Meu véio andou mais nostálgico que o normal nos últimos dias. Pois pra baixo trocentas fitas de vídeo e um armário inteiro de fotos minha e dos meus dois irmãos mais velhos. Quanta coisa que chamamos de vida, quantos momentos que chamamos de diversão! É difícil imaginar o trabalho que ele teve. Fotografar naquela época não devia ser simples: não tinha google, tanto acesso a câmera, processo de revelação – coisa que meu outro avô fazia na sua casa – e ainda filmar com uma super8 na outra mão, passar pra fita e depois para o DVD. Só pode ser o que? isso mesmo, um pai.
Uma noite ele me enviou um vídeo com o título “minha menina”. Eu, com 4 anos, um carrinho, brincando em uma mureta de 2 metros de altura, a menina dele sentada e suja naquele matagal. Obrigada por essa pai, uma infância livre, suja e delíciosa – foi o que pensei agora.

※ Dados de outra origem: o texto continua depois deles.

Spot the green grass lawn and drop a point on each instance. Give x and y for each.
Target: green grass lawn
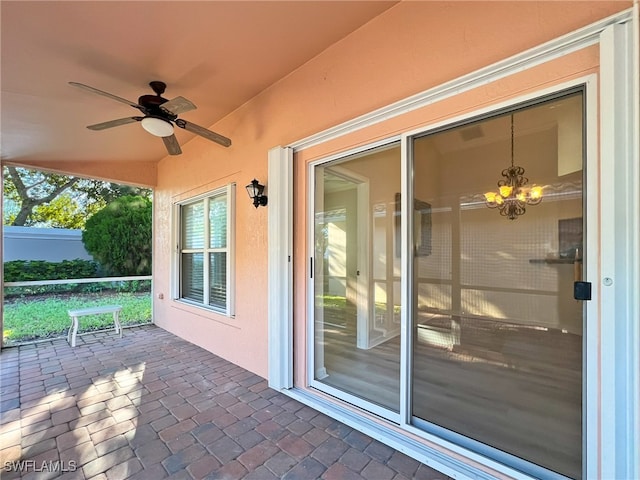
(35, 318)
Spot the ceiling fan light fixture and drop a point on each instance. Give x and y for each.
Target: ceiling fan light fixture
(157, 126)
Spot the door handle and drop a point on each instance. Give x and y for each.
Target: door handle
(582, 290)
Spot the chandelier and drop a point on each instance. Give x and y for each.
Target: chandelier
(512, 196)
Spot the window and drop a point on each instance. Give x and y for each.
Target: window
(205, 250)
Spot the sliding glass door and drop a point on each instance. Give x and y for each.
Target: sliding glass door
(357, 278)
(497, 334)
(492, 352)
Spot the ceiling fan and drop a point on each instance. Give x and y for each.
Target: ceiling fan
(159, 116)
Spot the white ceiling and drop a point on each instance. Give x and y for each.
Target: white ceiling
(218, 54)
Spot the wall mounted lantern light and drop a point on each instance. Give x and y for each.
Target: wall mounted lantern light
(254, 189)
(513, 196)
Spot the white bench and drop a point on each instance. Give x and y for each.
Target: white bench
(81, 312)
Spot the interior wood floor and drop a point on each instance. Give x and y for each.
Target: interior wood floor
(515, 388)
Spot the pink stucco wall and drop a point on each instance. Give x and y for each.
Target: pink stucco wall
(408, 49)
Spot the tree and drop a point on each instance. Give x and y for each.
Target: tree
(30, 190)
(119, 236)
(34, 198)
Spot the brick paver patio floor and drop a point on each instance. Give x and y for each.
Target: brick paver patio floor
(153, 406)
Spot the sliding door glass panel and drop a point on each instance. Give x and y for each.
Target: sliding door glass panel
(497, 336)
(357, 304)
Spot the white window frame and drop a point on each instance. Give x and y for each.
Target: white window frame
(229, 309)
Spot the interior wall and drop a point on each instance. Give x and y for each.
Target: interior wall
(404, 51)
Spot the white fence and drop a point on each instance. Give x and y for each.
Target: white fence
(50, 244)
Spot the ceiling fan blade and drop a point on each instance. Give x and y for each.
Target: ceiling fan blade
(203, 132)
(173, 147)
(114, 123)
(178, 105)
(106, 94)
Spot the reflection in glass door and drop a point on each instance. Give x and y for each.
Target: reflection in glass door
(497, 336)
(356, 280)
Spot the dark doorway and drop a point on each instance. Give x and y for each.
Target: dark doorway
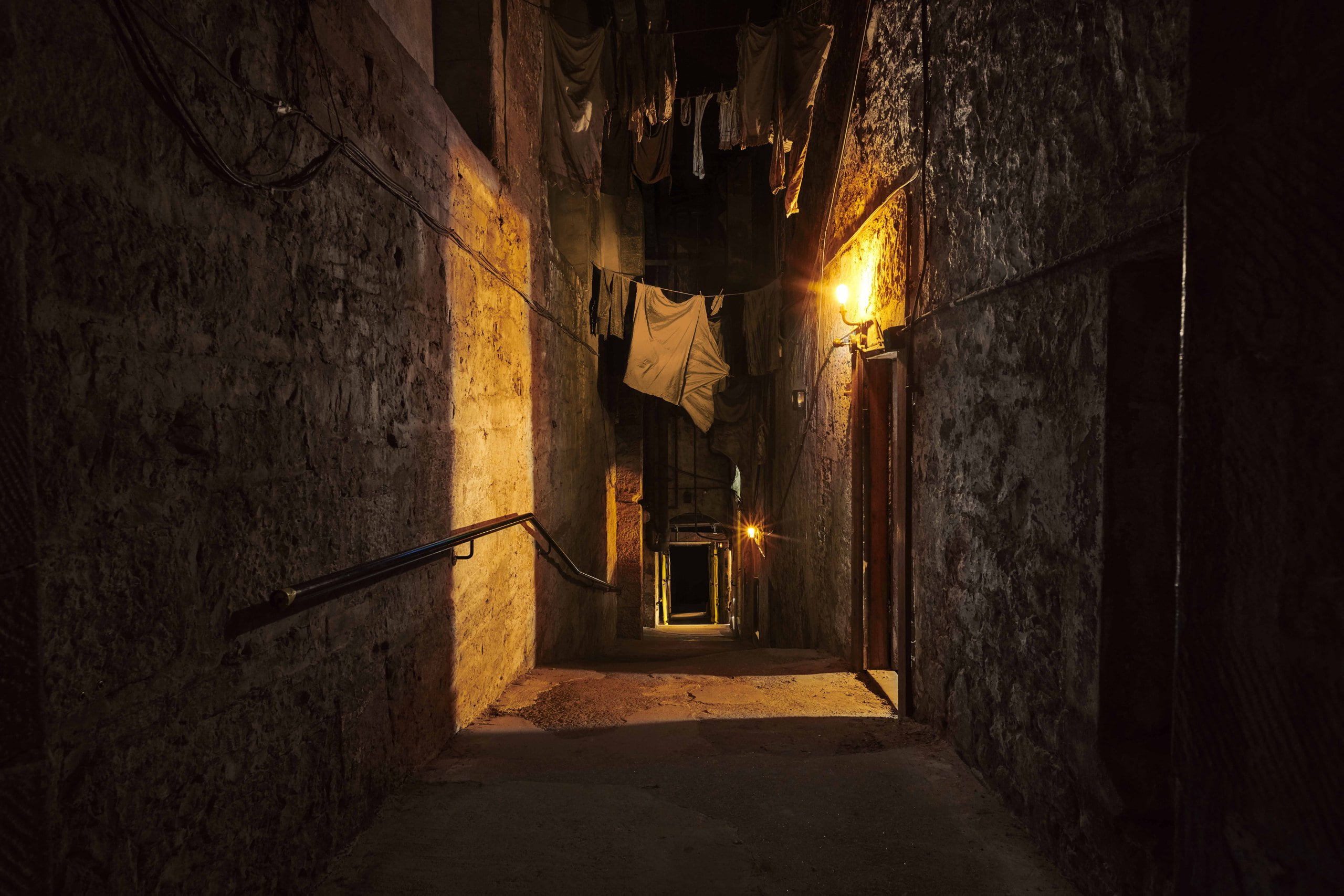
(1139, 519)
(691, 592)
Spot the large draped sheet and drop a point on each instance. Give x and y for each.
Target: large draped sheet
(675, 352)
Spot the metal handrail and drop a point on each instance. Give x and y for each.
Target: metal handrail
(293, 599)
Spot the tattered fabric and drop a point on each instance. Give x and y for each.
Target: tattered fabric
(803, 56)
(697, 147)
(729, 131)
(660, 77)
(573, 107)
(612, 293)
(654, 154)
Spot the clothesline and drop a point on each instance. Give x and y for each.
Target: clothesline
(561, 15)
(639, 279)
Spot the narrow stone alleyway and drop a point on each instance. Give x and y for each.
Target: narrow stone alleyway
(687, 765)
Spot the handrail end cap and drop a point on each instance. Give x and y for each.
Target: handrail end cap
(281, 598)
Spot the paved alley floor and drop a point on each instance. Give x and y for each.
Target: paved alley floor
(689, 765)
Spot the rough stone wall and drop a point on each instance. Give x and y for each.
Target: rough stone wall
(1258, 672)
(805, 579)
(233, 390)
(1055, 141)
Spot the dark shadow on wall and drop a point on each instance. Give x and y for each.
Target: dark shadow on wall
(1139, 547)
(1260, 683)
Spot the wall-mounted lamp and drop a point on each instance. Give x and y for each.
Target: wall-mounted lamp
(866, 335)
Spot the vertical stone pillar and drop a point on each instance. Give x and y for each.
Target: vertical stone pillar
(629, 515)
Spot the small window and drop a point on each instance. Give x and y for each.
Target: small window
(464, 44)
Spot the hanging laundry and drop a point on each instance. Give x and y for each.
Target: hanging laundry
(632, 94)
(759, 57)
(573, 107)
(705, 373)
(612, 293)
(659, 77)
(654, 154)
(761, 328)
(729, 131)
(617, 156)
(698, 148)
(674, 352)
(803, 54)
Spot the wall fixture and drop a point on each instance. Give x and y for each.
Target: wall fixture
(866, 335)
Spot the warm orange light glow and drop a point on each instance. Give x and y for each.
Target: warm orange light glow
(866, 294)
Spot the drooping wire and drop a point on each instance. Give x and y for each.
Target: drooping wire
(155, 76)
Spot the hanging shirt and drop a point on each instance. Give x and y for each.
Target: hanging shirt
(761, 328)
(573, 108)
(803, 54)
(674, 352)
(759, 54)
(659, 77)
(729, 131)
(698, 148)
(654, 154)
(612, 293)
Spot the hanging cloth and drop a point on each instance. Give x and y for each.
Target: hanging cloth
(729, 131)
(612, 294)
(654, 154)
(573, 107)
(698, 147)
(674, 352)
(659, 77)
(759, 57)
(705, 371)
(803, 54)
(761, 328)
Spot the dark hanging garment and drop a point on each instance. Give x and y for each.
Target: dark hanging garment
(734, 340)
(759, 53)
(654, 154)
(803, 56)
(761, 328)
(617, 157)
(573, 108)
(612, 291)
(632, 94)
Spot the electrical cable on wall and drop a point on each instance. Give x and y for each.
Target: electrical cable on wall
(154, 75)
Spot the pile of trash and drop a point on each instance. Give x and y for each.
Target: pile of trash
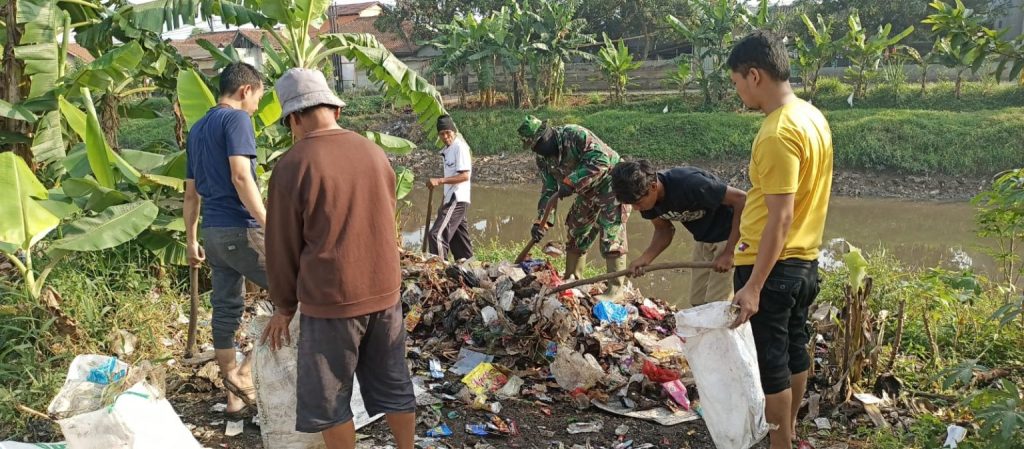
(484, 333)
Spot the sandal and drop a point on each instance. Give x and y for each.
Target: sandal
(241, 413)
(246, 395)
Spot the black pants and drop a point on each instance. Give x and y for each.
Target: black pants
(779, 327)
(451, 232)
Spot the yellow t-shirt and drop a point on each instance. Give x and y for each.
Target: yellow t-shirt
(793, 154)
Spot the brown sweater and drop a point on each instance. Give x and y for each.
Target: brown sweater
(330, 228)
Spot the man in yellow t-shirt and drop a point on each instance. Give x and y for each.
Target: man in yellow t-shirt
(776, 274)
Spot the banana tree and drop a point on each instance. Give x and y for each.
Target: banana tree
(33, 62)
(818, 48)
(97, 179)
(712, 31)
(865, 52)
(559, 42)
(29, 213)
(616, 63)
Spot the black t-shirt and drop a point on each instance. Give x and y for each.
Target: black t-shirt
(693, 198)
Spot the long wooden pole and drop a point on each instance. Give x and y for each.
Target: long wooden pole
(648, 269)
(426, 226)
(194, 311)
(544, 222)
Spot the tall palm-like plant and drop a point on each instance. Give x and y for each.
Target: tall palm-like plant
(559, 40)
(712, 31)
(616, 63)
(865, 52)
(818, 48)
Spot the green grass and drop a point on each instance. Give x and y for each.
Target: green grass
(910, 133)
(901, 140)
(104, 292)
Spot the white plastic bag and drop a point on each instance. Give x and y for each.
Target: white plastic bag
(724, 362)
(139, 418)
(273, 375)
(16, 445)
(79, 395)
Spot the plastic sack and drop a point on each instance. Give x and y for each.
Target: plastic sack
(139, 418)
(79, 395)
(573, 370)
(273, 375)
(724, 363)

Mas, no momento só disse: Paiê, e se eu caísse? ‘Eu pegava você, oras! como acha que eu consegui quebrar o nariz? mas, eu não podia perder aquelas fotos’, ele me lembrou quando criou asas e voou quando pensou que eu ia cair de uma beliche e estraçalhou o nariz em um degrau enquanto eu não sai do lugar. Pai, como você deixava eu me balançar naquele pé de manga, e se eu caísse? ‘Eu voava e pegava você’. Eu acredito.
A verdade é que ele quase nunca me segurou, mas me deu segurança e permissão pra me esborrachar um pouquinho, enquanto ele filmava e fotografava. Brinquei por toda infância sem medo, sem reservas, lambuzada e com um boné virado pra traz: eu não tinha medo de nada, eu tinha asas. E tinha um escudo ainda que invisível, eu sentia e me envolvia. E ele me dizia que aquele era o momento da minha vida de ganhar cicatrizes, de ganhar vida. E, quando o medo batia, eu olhava dalí do alto pro fundo do corredor do quintal, estava ele parado encostado com seu jeans sempre rasgado, esperando eu me lançar mais uma vez daquele pé de manga, daquela rampa de terra, daquele momento que sussurava no meu ouvido: a gente precisa se entregar – quando pequeno, quando grande, enquanto há vida. Da vida que ele me ensinava a viver: sem reservas. Inteiramente vivida.
Por causa dele, podiam me chamar de doida na escolinha, ‘não se pode voar’. Desculpa, mas meu pai, diz que pode e que se deve voar, por quem se ama. Hoje, eu agradeço: prefiro ser doida, do que não me entregar. Pra vida, pro amor, pro meu pai.

Me desculpe pelo nariz pai – pelo menos você ganhou uma plástica -, obrigada pela aventura da vida desde cedo e me dar o prazer de longas conversas e sermões sobre a vida. Feliz teus 32 anos de pai.